Our article in MIT’s Leonardo: https://doi.org/10.1162/leon_a_01700

Abstract: A multidisciplinary team at Rice University transformed the Texas Medical Center (TMC) Library’s collection of rare anatomy atlases into a physical-digital, human-sized atlas-of-atlases. The Electronic Vesalius installation gives these old books new life, informed by contemporary media theory and the centuries of medical and aesthetic criticism provoked by these multimedia image-texts.

When I started at the Humanities Research Center in 2015, the medical humanities minor was just getting off the ground, and I was becoming more interested in digital remediation. Sitting in the back of my office was a foamcore-printed cutout of the fifth table of muscles from Andreas Vesalius’ De humani corporis Fabrica, on loan from the Texas Medical Center Library’s McGovern Historical Research Center.

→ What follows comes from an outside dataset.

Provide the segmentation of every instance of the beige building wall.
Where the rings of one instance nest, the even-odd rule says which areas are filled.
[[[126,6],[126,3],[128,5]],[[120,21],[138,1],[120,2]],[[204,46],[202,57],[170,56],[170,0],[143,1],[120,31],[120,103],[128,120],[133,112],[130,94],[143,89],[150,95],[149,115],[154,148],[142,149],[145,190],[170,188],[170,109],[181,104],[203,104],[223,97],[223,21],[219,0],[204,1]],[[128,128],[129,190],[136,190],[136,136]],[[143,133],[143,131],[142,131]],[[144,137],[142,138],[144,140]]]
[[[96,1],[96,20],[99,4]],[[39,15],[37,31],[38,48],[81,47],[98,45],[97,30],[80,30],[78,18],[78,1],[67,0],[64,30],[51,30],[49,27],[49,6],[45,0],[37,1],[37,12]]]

His name was “Andy.” I found myself wondering, after W.J.T. Mitchell, what does this image want?

Diving into the TMC archives, I learned that this book and its visual representations of the human body were a touchstone for major debates at the intersection of the medical humanities, the history of science, and art history. Indeed, to ask what this image wanted is to ask about the history of objectifying the body. Over time, the project turned into a critique of interactivity as a design principle.

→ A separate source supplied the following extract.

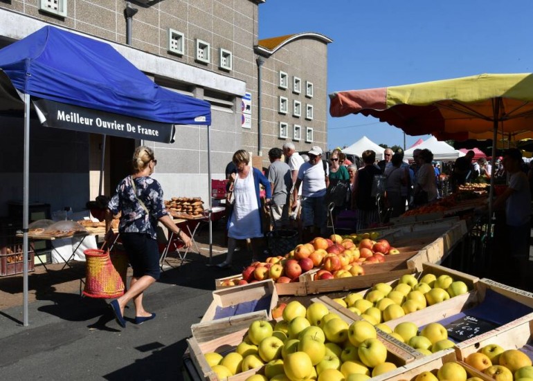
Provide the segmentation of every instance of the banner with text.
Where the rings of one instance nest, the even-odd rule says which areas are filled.
[[[120,138],[172,143],[174,127],[168,123],[152,122],[52,100],[33,100],[46,118],[43,125]]]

The interactive is on semi-permanent display in the TMC Library lobby, on John Freeman boulevard. Map here.

I partnered with Rice faculty, staff, and students. What we built was a low-touch-resolution, high-image-fidelity interactive, which tells viewers stories about the body and its history of representation. A traditional touchscreen connected to our interface pulls up textual treatments of image collections, showing techniques and objects from art historical and medical sources.